Maths Question, Can Anyone Help?

Question

A V-Shaped animal trough which is made up of two planks of wood having width 0.5 metre and length 6 meters closed at the end by ends by a vertical sheet of timber. Determine the depth of the trough such that it holds a maximum amount of water?

The cross section is V- Shaped.

I know i have to set up an equation, differentiate it find maximums bla bla bla. But i cant set up the Equation!

Can anyone help?

Im not given any angles so how can trig help?

Answer 1

The required depth = 0.3536m, or about 35.4cm

This can be solved with or without reference to the angle between the trough sides. The volume V = 6 A where A is the area of a triangular end. So we just have to find when A is a maximum.

A = b*h/2 (where h is the required depth)

Also, b = 2*sqrt(0.5^2 - h^2)

so A = h*sqrt(0.5^2 -h^2)

Now find h, such that: dA/dh =0

or, more simply:

The angle betwen the 2 pieces which maximizes the volume is 90 degrees(see footnote). Once you know this you can determine h since h = 0.5*cos(45) = 0.3526

Footnote: Express the the end area in terms of the angle between the 2 pieces of wood. Use the area formula: A = (1/2)a*b*sin(x) where x is the angle between the two pieces. In your case, a=b= 0.5m and so A = 0.5*0.5*sin(x)/2 = 0.125sin(x).
So the volume V= 6*0.125*sinx(x) = 0.75sin(x) cubic m. This will be a maximum when x = 90 degrees since we know the sine function value is a maximum when x=90 degrees, but formally:

dV/dx = 0.75 d/dx sin(x) = 0.75cos(x)=0 when cos(x) =0 when x = 90degrees
Max volume = 0.75sin(90) = 0.75 m^3

Answer 2

The two sides of the trough will be 0.5m with an unknown angle between them. The vertical line from the bottom of the V to the surface is the unknown - call this 'd'.
I think the best way is to find the angle that maximises the volume.
The depth d forms the adjacent to a right angled triangle with the angle being half of what you are trying to find. The 0.5m is the hypotenuse. Try to draw what I've described. The depth d is equal to 0.5Cos(angle/2). The water surface forms the third side of the triangles. Half of the water surface is the side of the right angled triangle, call it w and so:
w =0.5Sin(angle /2).

The formula for the area of one right angled triangle is half length x width, so the area of the V is twice this and equal to w x d.

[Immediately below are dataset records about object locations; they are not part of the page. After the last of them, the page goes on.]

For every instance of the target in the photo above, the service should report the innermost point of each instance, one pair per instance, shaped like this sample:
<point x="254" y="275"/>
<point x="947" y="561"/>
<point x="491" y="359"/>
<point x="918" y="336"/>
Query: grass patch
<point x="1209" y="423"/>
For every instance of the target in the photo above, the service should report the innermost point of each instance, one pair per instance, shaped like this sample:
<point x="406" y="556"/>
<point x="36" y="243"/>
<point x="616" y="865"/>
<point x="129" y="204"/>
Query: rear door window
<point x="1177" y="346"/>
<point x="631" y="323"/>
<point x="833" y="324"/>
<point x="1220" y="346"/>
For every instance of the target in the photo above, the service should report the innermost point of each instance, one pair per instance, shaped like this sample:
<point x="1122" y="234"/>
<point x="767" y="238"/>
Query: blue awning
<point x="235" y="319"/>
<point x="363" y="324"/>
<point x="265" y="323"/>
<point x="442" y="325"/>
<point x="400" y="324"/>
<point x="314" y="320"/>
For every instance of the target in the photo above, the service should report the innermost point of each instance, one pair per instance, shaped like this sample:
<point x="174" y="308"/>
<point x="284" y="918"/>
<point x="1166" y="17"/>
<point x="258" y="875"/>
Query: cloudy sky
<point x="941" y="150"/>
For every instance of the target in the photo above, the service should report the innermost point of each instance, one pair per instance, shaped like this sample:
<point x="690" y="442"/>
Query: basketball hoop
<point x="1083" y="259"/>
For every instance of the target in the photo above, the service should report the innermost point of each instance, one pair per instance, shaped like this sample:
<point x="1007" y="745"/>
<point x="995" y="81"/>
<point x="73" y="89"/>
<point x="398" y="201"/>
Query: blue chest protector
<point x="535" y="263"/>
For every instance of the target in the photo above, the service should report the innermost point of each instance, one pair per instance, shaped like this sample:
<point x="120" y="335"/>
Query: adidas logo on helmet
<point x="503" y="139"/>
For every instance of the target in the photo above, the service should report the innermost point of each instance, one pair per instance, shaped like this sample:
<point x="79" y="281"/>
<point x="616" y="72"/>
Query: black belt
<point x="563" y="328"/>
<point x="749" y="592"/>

Putting the angles into the equation:
Area = 0.5Cos(angle/2) x 0.5Sin(angle/2).

I think you need to differentiate and look for the zeros, one will be the maximum. It's about 25 years since I differentiated cos and sin, so I can't help you there. Once you've found the angle that maximises the area, then put it back into d = 0.5Cos(angle/2) to find the depth.

I hope I've not confused you too much - it certainly made me use a few brain cell.

Answer 3

There's one little problem which hasn't been addressed. In order to make the trough, one of the planks has to be nailed to the other, so its effective width is no longer 0.5 meter, but 0.5 - thickness of the plank. If the planks are 5 cm thick, for example, the width of one of the planks is reduced to 0.45 meters. My guess is that a standard right-angle join will result in a triangular cross-section with the largest area, hence the greatest trough capacity. Draw a sketch with the top of the trough as the base/hypotenuse of a right-angled triangle formed by the two planks as viewed on end, allowing for the reduced width of one of them. Now drop a perpendicular from the apex of the triangle to the base, and figure out how to calculate that, which will be the depth of the trough. I think you're going to need some trigonometry to get the base angles. If you can draw an accurate scale diagram, you can get a pretty good estimate of the exact measurement. Good luck.

Answer 4

Everyone is making such a big deal of this, it is not hard.

First, since the volume is the length times the surface area of the triangular base, and the length is a constant 6 meters, all we care about maximizing is the area of the triangle.

Draw a triangle with 2 sides .5 and angle between them 2a, then draw the altitude with angle a. The height of the triangle is .5cos(a) and half the base is .5sin(a), so the area of the triangle is .25sin(a)cos(a) = .125sin(2a). This is clearly maximized when sin(2a) = 1 (no calculus even necessary), so the guesses about a right angle are right.

Answer 5

Since the length is fixed at 6 meters, it suffices to find the maximum area of a triangle where two of the sides are known to equal 0.5 meters, because the volume of the trough is just the area of the triangle times 6. (I suspect it's going to be an equilateral triangle.) I'll let you sweat the details.

Answer 6

forget the length. Just make the angle such that the area of the triangle is maximized. With the angle very small or very large, the area is about zero. It's easier if you draw a vertical line and deal with 1/2 the triangle (now looking at a right triangle). So find the max area of a triangle with a constant hypotenuse. (also forget the 1/2) a2 x b2 = c2 a = sq rt of c2 - b2 b = sq rt of c2 - a2
So, area is (sq rt of c2 - b2) x (sq rt of c2 - a2)
hint - the answer is about 0,35 metre

Answer 7

i think you need to find the third side of a triangle with 2 sides known (each 0.5 m) such that the area is maximum.
the length of the thing doesnot matter.
Since an equilateral is the solution,now find the height of this triangle.

Answer 8

It's when area of cross-section (of triangle) is max.
Area of triangle= 1/8(2sinacosa)*
A = 1/8(sin2a)
dA/da =1/4(cos2a)
max/min when cos2a=pi/2
or a=pi/4=45deg
> d= 0.5sin 45
> d= 0.3536m for depth
* area triangle = 1/2x(base)x(height)

Answer 9

More information required.